CIVETAN   23983
CENTRO DE INVESTIGACION VETERINARIA DE TANDIL
Unidad Ejecutora - UE
congresos y reuniones científicas
Título:
Protein extraction aids salt swelling of pork meat
Autor/es:
PURSLOW, PETER PATRICK; EERO PUOLANNE; POUZO LAURA; MARIA INES PALACIO
Lugar:
Krokraw
Reunión:
Congreso; International Congress of Meat Science and Technology (ICoMST) 2021; 2021
Resumen:
The salt-induced swelling of meat is an important aspect of meat processing. Three main hypotheses of the mechanism of salt swelling are (i) electrostatic interactions between myofilaments and balancing hydrophobic forces, (ii) osmotic forces between the thick and thin filaments, balanced by the elasticity of the actin-myosin cross-bridges, and (iii) capillary forces in the very small channels between myofilaments.
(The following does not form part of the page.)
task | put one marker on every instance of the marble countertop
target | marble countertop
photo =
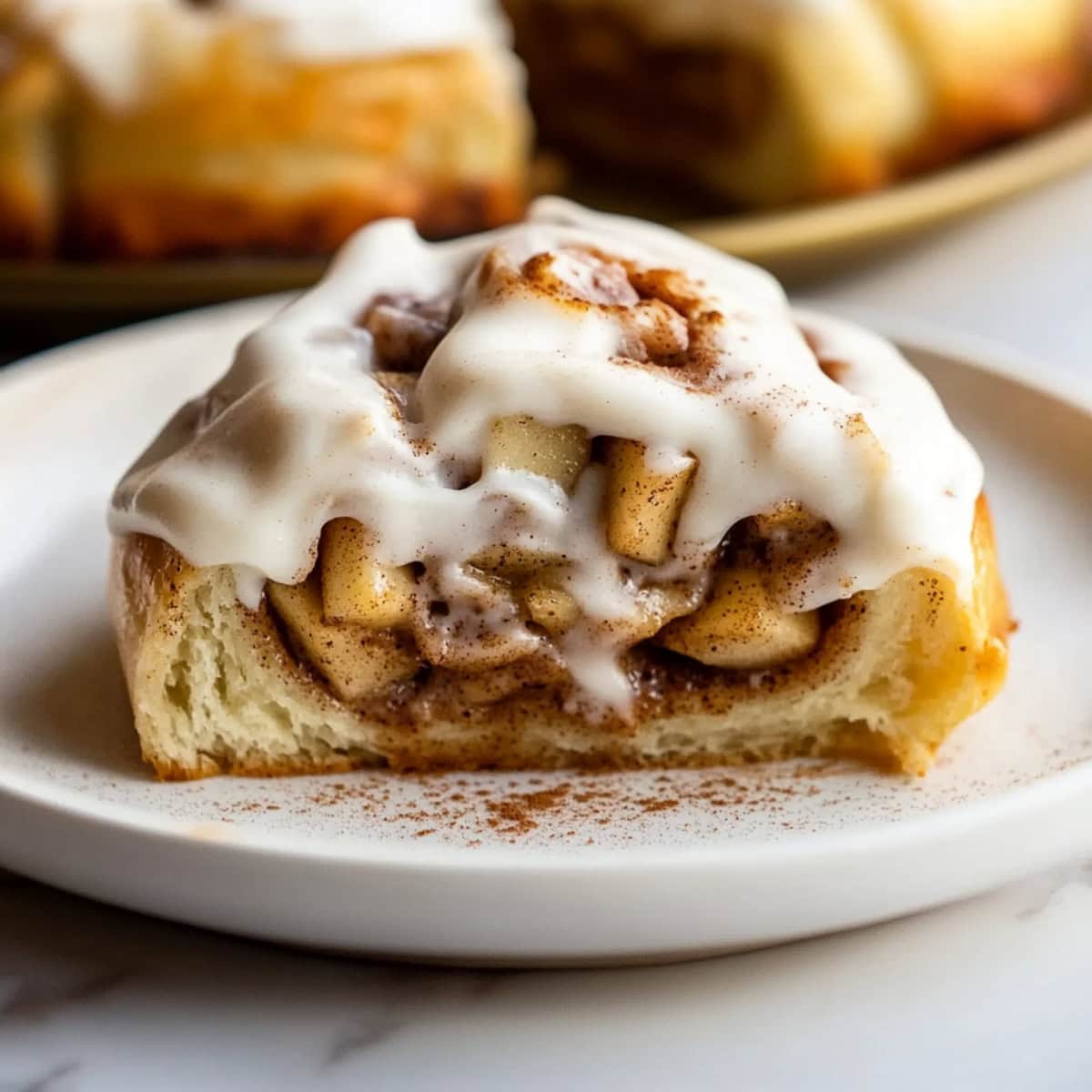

Hypothesis (ii) includes the widely-cited description of salt swelling by Offer & Knight (1988), based on experimental findings on myofibrillar swelling in very large relative volumes of salt solution. These experiments exclude the possibility of studying the effects of sarcoplasmic proteins and other solubilised proteins on swelling behaviour. We describe a preliminary experiment designed to highlight the effects of soluble and solubilised proteins on swelling of pork meat pieces.